A big piece of that is figuring out what data and reports people need and making sure that information is available. Workday assigns security roles to positions, which determines what they can access. Cain said security roles already have been refined in some cases, such as when job duties require access to compensation details, but more work remains on that front. Darr said HR leaders also are evaluating security roles and access.

Cain said some finance specialists have been hired since go-live to beef up service teams with heavy workloads, and leaders are studying how to streamline approval chains and possibly tweak service team structures and office locations. Currently, there's too much redundancy in how some processes are routed, she said, which bloats the workload for finance teams.

To more clearly define roles on and outside of service teams, Cain said finance leaders are mapping out business processes again from end-to-end, looking for efficiencies.

Employees can help lighten the finance workload -- and save time themselves -- by including receipts for their purchase cards when submitting expenses, Cain said.

Feedback and communication

Strengthening lines of communication and feedback mechanisms is another priority.

Recently, users who submitted an IT service request started receiving a feedback solicitation after the request is resolved, with a smiley-face rating scale and a box for writing additional comments, Constant said. The automatic review email will soon extend to resolved HR and finance issues, too.
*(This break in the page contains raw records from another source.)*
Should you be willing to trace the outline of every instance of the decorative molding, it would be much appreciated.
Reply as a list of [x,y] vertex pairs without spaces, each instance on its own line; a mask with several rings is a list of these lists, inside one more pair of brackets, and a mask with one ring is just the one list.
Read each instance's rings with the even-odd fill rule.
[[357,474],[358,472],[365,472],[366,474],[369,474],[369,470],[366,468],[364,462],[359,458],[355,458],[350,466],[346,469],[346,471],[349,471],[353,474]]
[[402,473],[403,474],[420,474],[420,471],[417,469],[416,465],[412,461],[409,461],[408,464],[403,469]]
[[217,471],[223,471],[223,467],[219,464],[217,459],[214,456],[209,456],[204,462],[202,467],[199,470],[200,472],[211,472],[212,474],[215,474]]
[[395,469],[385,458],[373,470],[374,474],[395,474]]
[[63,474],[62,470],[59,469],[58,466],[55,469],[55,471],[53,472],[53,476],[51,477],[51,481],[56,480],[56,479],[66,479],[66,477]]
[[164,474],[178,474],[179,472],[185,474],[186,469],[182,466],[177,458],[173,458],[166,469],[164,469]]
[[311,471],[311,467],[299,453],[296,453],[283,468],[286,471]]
The WorkCyte leadership team created a new email account, WorkCyte_feedback@iastate.edu, for collecting general comments -- not requests for immediate service -- about Workday and service delivery, including concerns and issues but also any notes of appreciation.

Constant said HR, finance and IT teams collaborate closely and pool the questions they receive in service tickets to make sure they're on the same page and aren't repeating work. Progress on some of the more common issues reported are shared on the WorkCyte website.

Employees who feel their service requests aren't remedied by front-line specialists should keep in mind that the HR and finance service organizations have multiple levels of management, Darr said. She urged faculty and staff to escalate any unresolved issues.

"We appreciate folks reaching out. Pick up the phone and let us know," she said.

In other business

Council members approved their strategic initiatives for 2019-20, after a first reading at their August meeting. The priorities include improving employee engagement, strengthening advocacy, making pay and benefits more competitive, and creating a more supportive and welcoming work environment.